In the flautist’s studio the writer talked with Mr. Barrère, who only with much reticence spoke of his music. One could not blame him even had he been annoyed, for after all, it is troublesome to be asked a recipe or a formula for making wisps of clouds—and that is what Mr. Barrère’s music is.
“My ensemble?” he began. “Well, that was first organized in France as the Societé Moderne d’lnstruments á Vent. Then when I came to America with Mr. Damrosch to join the New York Symphony I started the organization here.
“When I first began, chamber music was new to the American audience, but since then the love for the intimate type of music has made rapid strides and chamber music organizations are springing up all over the country. Organizations of wind instruments similar to my own are being started, and I get many requests for advice and for music from their members. I think these organizations should be thoroughly encouraged.
“Personally, I believe, it bespeaks tremendously for the progress this country has made in the last few years—this increased taste for the intimate type of music. And I think after the war this is going to be still more marked. Just now the engrossing thing is the war, and we musicians will just go on with our work as in the past, but after the war will come the great impetus.
“In America the true school will begin to be developed. Now, of course, you have many splendid composers, but the greater part of them are not really American composers. If you remove the artistic varnish, you find beneath some European tendency or influence: whether French, Italian or German. But the pupils of these composers, however, will produce the true American school. The world is waiting for the new development in music, and I believe it shall be created in America.

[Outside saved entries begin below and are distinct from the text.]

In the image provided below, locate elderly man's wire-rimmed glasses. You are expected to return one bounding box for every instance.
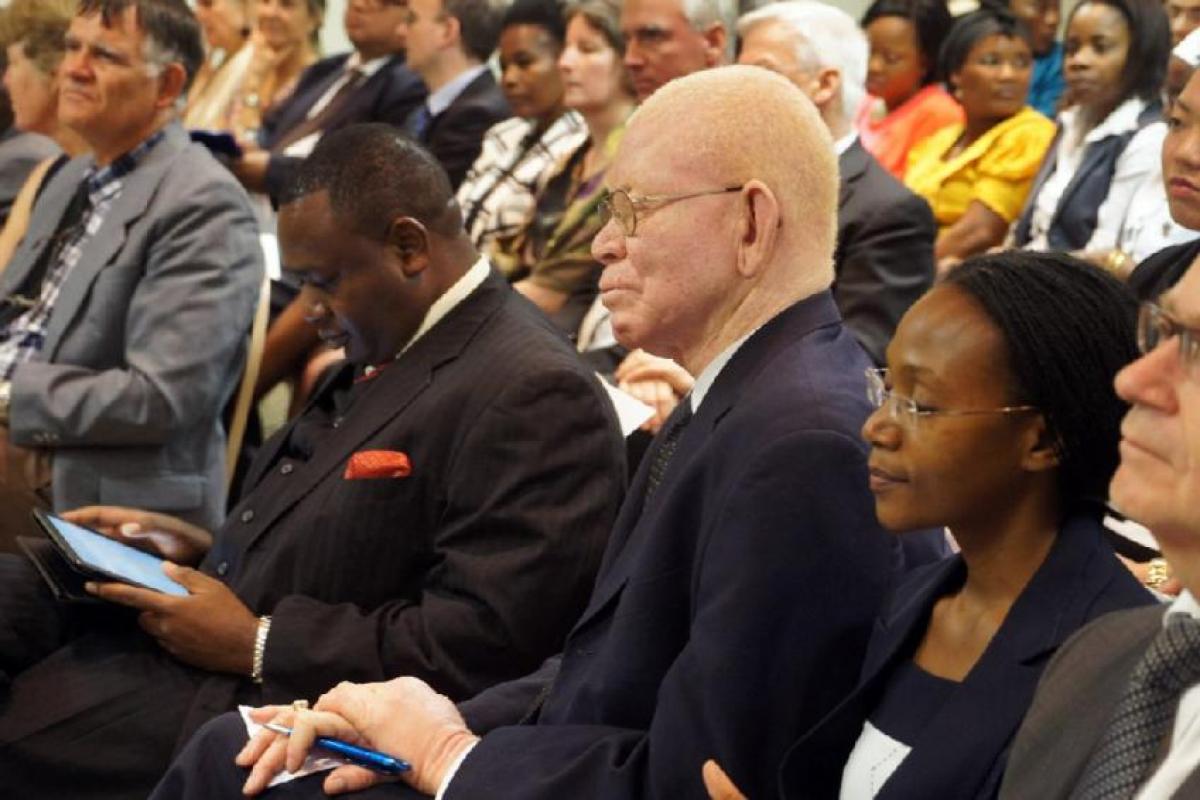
[865,368,1038,427]
[600,185,744,236]
[1138,302,1200,376]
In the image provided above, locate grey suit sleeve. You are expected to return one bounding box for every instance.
[8,176,263,447]
[834,194,935,365]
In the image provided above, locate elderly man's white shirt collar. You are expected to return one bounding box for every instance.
[834,132,858,156]
[689,330,757,412]
[395,256,490,359]
[427,65,489,117]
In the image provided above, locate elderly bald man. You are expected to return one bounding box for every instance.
[152,66,933,800]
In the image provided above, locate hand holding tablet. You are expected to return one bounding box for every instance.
[32,509,188,596]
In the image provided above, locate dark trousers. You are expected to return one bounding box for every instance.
[0,553,206,799]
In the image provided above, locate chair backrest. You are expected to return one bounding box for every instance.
[225,258,272,494]
[0,155,61,273]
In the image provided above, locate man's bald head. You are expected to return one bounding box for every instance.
[594,66,839,373]
[624,65,837,289]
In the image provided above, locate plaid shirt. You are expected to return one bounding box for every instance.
[456,112,588,261]
[0,130,165,380]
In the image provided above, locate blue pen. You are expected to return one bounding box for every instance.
[263,722,411,775]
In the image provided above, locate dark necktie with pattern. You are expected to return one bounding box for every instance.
[0,178,91,328]
[405,104,434,142]
[272,67,366,153]
[1072,612,1200,800]
[645,398,692,500]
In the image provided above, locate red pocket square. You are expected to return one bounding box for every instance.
[344,450,412,480]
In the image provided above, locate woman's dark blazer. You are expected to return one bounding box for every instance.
[777,514,1155,800]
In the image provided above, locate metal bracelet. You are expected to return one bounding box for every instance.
[252,615,272,684]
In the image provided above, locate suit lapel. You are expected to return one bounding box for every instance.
[571,293,845,633]
[877,517,1130,799]
[424,70,495,141]
[242,273,508,550]
[299,57,395,140]
[40,124,191,360]
[779,556,964,795]
[0,158,89,297]
[267,56,348,142]
[1017,126,1063,237]
[1050,135,1117,224]
[838,141,870,211]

“France, too; shall reap great musical benefit from the war. After the conflict there shall be a new type of music written in France—of a greater, more dignified kind. It shall probably follow Debussy. Of course, when I say follow I do not mean imitate, for imitation alone, without the science· and inspiration behind it, is never lasting. We have had many such, whose work has failed because it was merely imitative. It is like our French-fable—perhaps you have it in English about the Frog Who Wanted to Be a Bull.”
“And what of your Little Symphony and its new affiliation with the Pavley-Oukrainsky Ballet?” the writer asked.
“Well,” continued Mr. Barrère, “I have always believed that every picture must have its proper frame. Thus, one would not expect the great symphony orchestras to do those delicate works of Haydn and Mozart—it would seem incongruous. And so the Little Symphony was organized to do the more intimate symphonic compositions, the more delicate ones. It would be equally ridiculous for us to attempt the magnificent and colossal works of Strauss or Wagner.
“The blending of the two forces of the Pavley-Oukrainsky Ballet and the Little Symphony was also to put the picture in the ·proper frame. The Ballet Russe was a brilliant combination of color and music and dancing—all in glorious, striking form. Our own ballet is to be far different, more delicate, presenting the unfamiliar and serener types of music. And for this combination the two forces must be compatible—and so the Little Symphony and the Ballet were combined.
“Now that I have left the New York Symphony,” the flautist continued, “I shall spend all my time with my organizations. The directors of the New York Symphony have always been most generous in their treatment of me. They released me whenever I went on tour and permitted one of my artist pupils to play in my place during my absence. But last year I was away so often that I felt it was unfair to the Symphony and to myself. For often I would return from a tour with one of my own organizations, and immediately have to go on a tour with the Symphony—it was quite too much.
“I shall go on with my work and my organizations now,” concluded M. Barrère, “and continue as I have been doing, and Après la Guerre—”
And one may begin to anticipate Barrère’s pastel interpretations of the new American and French music which is to be created with the coming of peace. —F. R. GRANT.